LOS ANGELES -- The day after Los Angeles police arrested a man suspected in the brutal beating of San Francisco Giants fan Bryan Stow, Stow's family members expressed appreciation for the Los Angeles Police Department's work on the case.
"We never gave up hope that this day would come, that the beginning of justice being served would happen," Stow's sister, Erin Collins, said outside San Francisco General Hospital, where her brother remains hospitalized. "Our family would like to express our deep gratitude to the LAPD for their exhaustive efforts."
Stow's mother described the wave of emotion that hit her when she received a phone call from an LAPD detective Sunday morning alerting her that police had taken a suspect into custody. "My heart just dropped," Ann Stow said. "It was a very emotional day. We are very excited that this piece of the puzzle, one of the pieces, has been put in place."

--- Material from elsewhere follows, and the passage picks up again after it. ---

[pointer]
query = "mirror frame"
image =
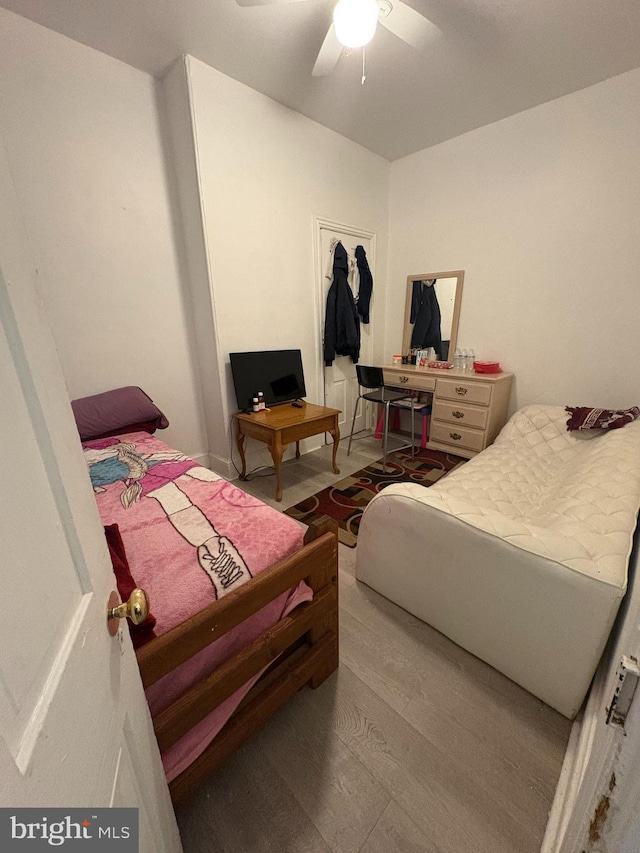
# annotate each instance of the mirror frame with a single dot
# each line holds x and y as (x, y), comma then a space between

After two months chasing hundreds of leads in the high-profile case, LAPD officers arrested 31-year-old Giovanni Ramirez after an early-morning operation at the East Hollywood apartment building where Ramirez had been living recently. Police believe the documented gang member is one of two men who attacked Stow, 42, in the parking lot of Dodger Stadium on March 31 after the Giants-Dodgers season opener.
Stow, a paramedic and father of two, is in critical but stable condition under heavy sedation to prevent seizures caused by the traumatic brain injury he suffered in the attack. He recently began to open his eyes, but his long-term recovery is far from certain, doctors have said.
Investigators continued to search for the second assailant, as well as the woman who witnesses said drove the men from the stadium.
With the attack garnering intense national scrutiny, Los Angeles police officials put 20 detectives on the case -- an extraordinary amount of resources. Together, they worked more than 6,000 hours on the case and chased nearly 650 tips.
In the weeks after the incident, police detained several people for questioning, only to determine they weren't involved. A $200,000 reward motivated many people. At least one man showed up at a police station and tried to confess to the crime, asking officers if his family would receive the money if he turned himself in, according to a police official.
Police flooded Los Angeles with drawings and descriptions of the suspects, including new billboards put up last week. They took in hundreds of tips. But it was a lead from inside law enforcement that led them to Ramirez.
The break in the case came from Ramirez's parole agent, who alerted police to the possibility that Ramirez resembled descriptions and sketches of one of the attackers, police officials have said.